Epic is a strange word
The greenery is in full, seasonal bloom and cherry blossoms line the connector road. People are out in the early morning light; mowing lawns, prepping boats and walking their overly excitable dogs. The cloud cover has been heavy all morning but as we cross into Fitzwilliam, a welcome break in the clouds raises spirits. So does the road quality. I don’t know what it is with this crew but any time we hit dirt, or the pave goes awry, we all start attacking. I’m not surprised when Pierre goes off the front. He lets out some kind of war cry, a primeval yell, as his rear tire starts kicking up dust when the road goes from highway, all broken glass and sectioned pavement, to deserted asphalt. Sand and dust snake across the road in oblique patterns. Cattails, jutting, populate the shores of the glassy lake to our left and someone mentions the scene has a fairytale quality. Sam leans forward onto his hoods, grits his teeth and pulls Pierre back into focus.
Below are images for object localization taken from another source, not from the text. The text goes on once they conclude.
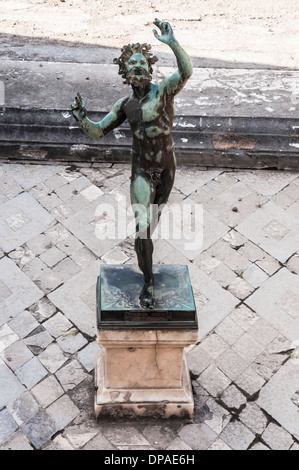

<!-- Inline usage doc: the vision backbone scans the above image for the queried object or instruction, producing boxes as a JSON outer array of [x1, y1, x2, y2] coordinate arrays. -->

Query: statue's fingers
[[153, 18, 163, 30], [153, 29, 159, 38]]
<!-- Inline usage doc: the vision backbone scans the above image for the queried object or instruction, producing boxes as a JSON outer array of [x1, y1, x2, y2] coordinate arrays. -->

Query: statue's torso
[[123, 84, 175, 169]]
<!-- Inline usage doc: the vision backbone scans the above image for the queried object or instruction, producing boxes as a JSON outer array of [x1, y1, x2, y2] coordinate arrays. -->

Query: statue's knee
[[137, 219, 150, 238]]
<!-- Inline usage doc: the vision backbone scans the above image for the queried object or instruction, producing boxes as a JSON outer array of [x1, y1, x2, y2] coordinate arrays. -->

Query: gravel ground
[[0, 0, 298, 69]]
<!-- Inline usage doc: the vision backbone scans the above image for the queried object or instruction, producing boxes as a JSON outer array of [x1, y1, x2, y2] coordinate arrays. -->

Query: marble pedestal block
[[95, 264, 199, 419], [95, 328, 199, 419]]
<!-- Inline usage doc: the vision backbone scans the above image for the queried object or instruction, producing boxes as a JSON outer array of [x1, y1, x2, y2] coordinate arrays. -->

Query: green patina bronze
[[97, 264, 197, 329], [71, 19, 193, 309]]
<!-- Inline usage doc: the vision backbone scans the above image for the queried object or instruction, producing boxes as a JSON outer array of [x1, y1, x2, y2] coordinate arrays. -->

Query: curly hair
[[113, 43, 158, 83]]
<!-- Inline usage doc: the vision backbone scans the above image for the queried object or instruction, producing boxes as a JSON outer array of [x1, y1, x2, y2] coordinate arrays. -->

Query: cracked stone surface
[[0, 163, 299, 450]]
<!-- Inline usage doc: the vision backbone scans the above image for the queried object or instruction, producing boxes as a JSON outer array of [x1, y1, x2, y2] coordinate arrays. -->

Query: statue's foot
[[139, 282, 155, 309]]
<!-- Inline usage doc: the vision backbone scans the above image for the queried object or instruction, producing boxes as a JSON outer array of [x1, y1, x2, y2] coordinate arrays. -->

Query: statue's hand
[[153, 18, 174, 45], [71, 92, 87, 122]]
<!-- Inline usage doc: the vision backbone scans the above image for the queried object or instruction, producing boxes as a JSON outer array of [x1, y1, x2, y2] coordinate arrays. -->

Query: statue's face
[[127, 53, 149, 73], [126, 53, 151, 87]]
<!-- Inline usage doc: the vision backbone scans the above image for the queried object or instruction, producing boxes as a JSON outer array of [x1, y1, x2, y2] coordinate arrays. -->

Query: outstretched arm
[[71, 93, 128, 139], [153, 19, 193, 96]]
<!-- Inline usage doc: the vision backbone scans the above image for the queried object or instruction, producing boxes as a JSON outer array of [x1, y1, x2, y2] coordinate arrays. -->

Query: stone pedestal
[[95, 264, 199, 419]]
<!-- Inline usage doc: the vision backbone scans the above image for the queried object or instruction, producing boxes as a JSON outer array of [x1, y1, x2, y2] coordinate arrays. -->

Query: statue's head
[[114, 43, 158, 88]]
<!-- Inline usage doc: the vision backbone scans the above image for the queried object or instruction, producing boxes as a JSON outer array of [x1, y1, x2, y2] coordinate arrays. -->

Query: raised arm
[[153, 19, 193, 96], [71, 93, 128, 139]]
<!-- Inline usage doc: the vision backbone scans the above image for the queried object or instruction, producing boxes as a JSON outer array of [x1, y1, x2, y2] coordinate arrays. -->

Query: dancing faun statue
[[71, 19, 193, 309]]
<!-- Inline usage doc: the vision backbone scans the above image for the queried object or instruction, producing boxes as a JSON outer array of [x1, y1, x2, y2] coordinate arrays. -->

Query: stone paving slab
[[236, 200, 299, 263], [245, 268, 299, 342], [0, 161, 298, 451], [0, 192, 54, 253], [0, 257, 43, 326], [257, 360, 299, 441], [48, 261, 99, 338]]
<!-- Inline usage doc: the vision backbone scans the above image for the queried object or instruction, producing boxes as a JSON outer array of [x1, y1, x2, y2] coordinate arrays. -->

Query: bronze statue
[[71, 19, 193, 309]]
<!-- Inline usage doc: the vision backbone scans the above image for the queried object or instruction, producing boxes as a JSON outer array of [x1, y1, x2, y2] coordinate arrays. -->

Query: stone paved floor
[[0, 162, 299, 451]]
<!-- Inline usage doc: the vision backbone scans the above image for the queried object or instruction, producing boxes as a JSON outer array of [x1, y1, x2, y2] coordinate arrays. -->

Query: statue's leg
[[130, 171, 156, 309], [154, 166, 176, 217]]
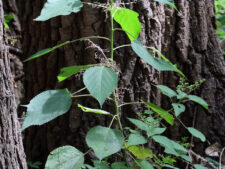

At mile 50, halfway through the ride, on the way into Athol, hunger sets in to the degree that Donnas’ Pizza looks amazing. As we munch turkey sandwiches with bacon and too much mayonnaise, Sam leans in from across the table.
Sam: This is hard. I didn’t expect these rollers to be so hard. I can see why Art and Dick turned out to be such great racers. We don’t have rollers like this back home in Oregon. Its either flat or straight up.
Jeremy: It’s good right?
Sam: Yeah, every time I start thinking about shifting out of the big ring, like at the top of a roller, it finally gives up so I don’t. Then, seconds later I regret it because we’re heading up again, over yet another rise. These would make you strong if you rode them all the time.
As we roll out of Athol the greenery deepens. Sunlight is salsa-dancing on the pavement in front of us. Fatigue wrestles with reality. A lone tree barely standing waves back and forth in the wind in the field off to our right. A swamp bleeding into open water signifies the start of Harvard Pond.
The rollers are starting to take a toll on our legs, just as Dick Ring said they would. He even laughed about it. “Oh just you wait,” he said, when I questioned the difficulty of the route. “Keep pushing on up and over those hills out there and eventually your legs are going to feel like they’ve up and turned to wood.”
After a short stop in the town of Barre, just a quick one to catch our bearings, we begin in earnest the approach to Mt. Wachusett. At the entrance to the park it takes us a minute to regroup before heading up the two-mile “climb to the clouds”.
It’s apparent that we’re really climbing and gaining elevation for the first time today when after a few turns we notice patches of dirty snow hiding from the sun under trees and embankments, and the temperature drops. The cool thrill ends as we ride past the tree line and into the summer sun beating down hot and bright without obstruction.
At this point it becomes clear. That while on paper the ride didn’t look so tough in practice, it is, over and over again. And even if you know it’s coming, Mt Wachusett, at mile 85 feels like a sucker punch. Maybe that’s why Art Longsjo and Dick Ring ended their version of this ride, now our ride too, with miles of sustained climbing. One last blow to finish you off. And whatever, it really is the perfect way to end the day. On top of the only mountain in the world, as far as the eye can see, with only a seven-mile downhill, give or take a few miles of rollers before home.
Dick Ring continued to ride the rollers until a ripe old age. But he would ride them alone because in 1958 Art, who was just 26 years old and at the top of his class, was killed coming home from a stage race in Montreal when the driver of their car lost control- cutting his promising career and his friendship with Dick tragically short.